Revisiting End-To-End Sparse Autoencoder Training: A Short Finetune Is All You Need
Adam Karvonen
TL;DR
The paper shows that a brief KL+MSE fine-tuning stage applied to the final portion of SAE training yields cross-entropy reductions comparable to full end-to-end training, at roughly half the computational cost. By dynamically balancing KL and MSE losses, this approach transfers hyperparameters efficiently without modifying model architecture. Across TopK and ReLU SAEs, the method improves reconstruction fidelity but yields mixed results on SAEBench interpretability metrics, varying with architecture and task.
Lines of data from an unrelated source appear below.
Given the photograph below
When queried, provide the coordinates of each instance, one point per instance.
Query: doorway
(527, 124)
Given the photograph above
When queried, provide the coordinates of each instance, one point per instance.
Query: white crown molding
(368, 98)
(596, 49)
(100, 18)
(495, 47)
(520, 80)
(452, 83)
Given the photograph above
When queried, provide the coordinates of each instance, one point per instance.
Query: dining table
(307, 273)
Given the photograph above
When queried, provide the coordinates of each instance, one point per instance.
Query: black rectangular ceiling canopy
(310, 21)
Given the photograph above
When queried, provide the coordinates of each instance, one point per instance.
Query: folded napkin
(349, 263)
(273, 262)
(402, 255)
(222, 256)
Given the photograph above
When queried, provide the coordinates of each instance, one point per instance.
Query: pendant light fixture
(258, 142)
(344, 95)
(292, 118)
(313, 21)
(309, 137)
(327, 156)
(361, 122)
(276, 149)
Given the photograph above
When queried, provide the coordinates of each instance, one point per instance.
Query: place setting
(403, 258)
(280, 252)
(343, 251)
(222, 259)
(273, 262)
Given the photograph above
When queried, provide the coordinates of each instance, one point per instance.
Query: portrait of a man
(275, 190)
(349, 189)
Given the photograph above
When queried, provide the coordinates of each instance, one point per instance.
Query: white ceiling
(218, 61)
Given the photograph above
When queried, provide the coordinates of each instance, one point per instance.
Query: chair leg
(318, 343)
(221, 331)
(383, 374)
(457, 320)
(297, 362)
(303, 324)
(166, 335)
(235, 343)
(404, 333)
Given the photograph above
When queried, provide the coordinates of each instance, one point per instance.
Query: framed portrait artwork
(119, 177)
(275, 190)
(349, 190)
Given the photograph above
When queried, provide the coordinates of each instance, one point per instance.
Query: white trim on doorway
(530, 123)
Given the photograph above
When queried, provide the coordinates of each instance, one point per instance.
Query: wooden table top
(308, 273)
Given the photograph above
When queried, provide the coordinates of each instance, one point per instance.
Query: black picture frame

The work offers a practical recipe for more interpretable, sparsity-efficient activations with minimal overhead, and highlights trade-offs between reconstruction quality and downstream interpretability benchmarks in real-world tasks like circuit analysis.
Abstract
Sparse autoencoders (SAEs) are widely used for interpreting language model activations. A key evaluation metric is the increase in cross-entropy loss between the original model logits and the reconstructed model logits when replacing model activations with SAE reconstructions. Typically, SAEs are trained solely on mean squared error (MSE) when reconstructing precomputed, shuffled activations. Recent work introduced training SAEs directly with a combination of KL divergence and MSE ("end-to-end" SAEs), significantly improving reconstruction accuracy at the cost of substantially increased computation, which has limited their widespread adoption. We propose a brief KL+MSE fine-tuning step applied only to the final 25M training tokens (just a few percent of typical training budgets) that achieves comparable improvements, reducing the cross-entropy loss gap by 20-50%, while incurring minimal additional computational cost. We further find that multiple fine-tuning methods (KL fine-tuning, LoRA adapters, linear adapters) yield similar, non-additive cross-entropy improvements, suggesting a common, easily correctable error source in MSE-trained SAEs. We demonstrate a straightforward method for effectively transferring hyperparameters and sparsity penalties between training phases despite scale differences between KL and MSE losses. While both ReLU and TopK SAEs see significant cross-entropy loss improvements, evaluations on supervised SAEBench metrics yield mixed results, with improvements on some metrics and decreases on others, depending on both the SAE architecture and downstream task. Nonetheless, our method may offer meaningful improvements in interpretability applications such as circuit analysis with minor additional cost.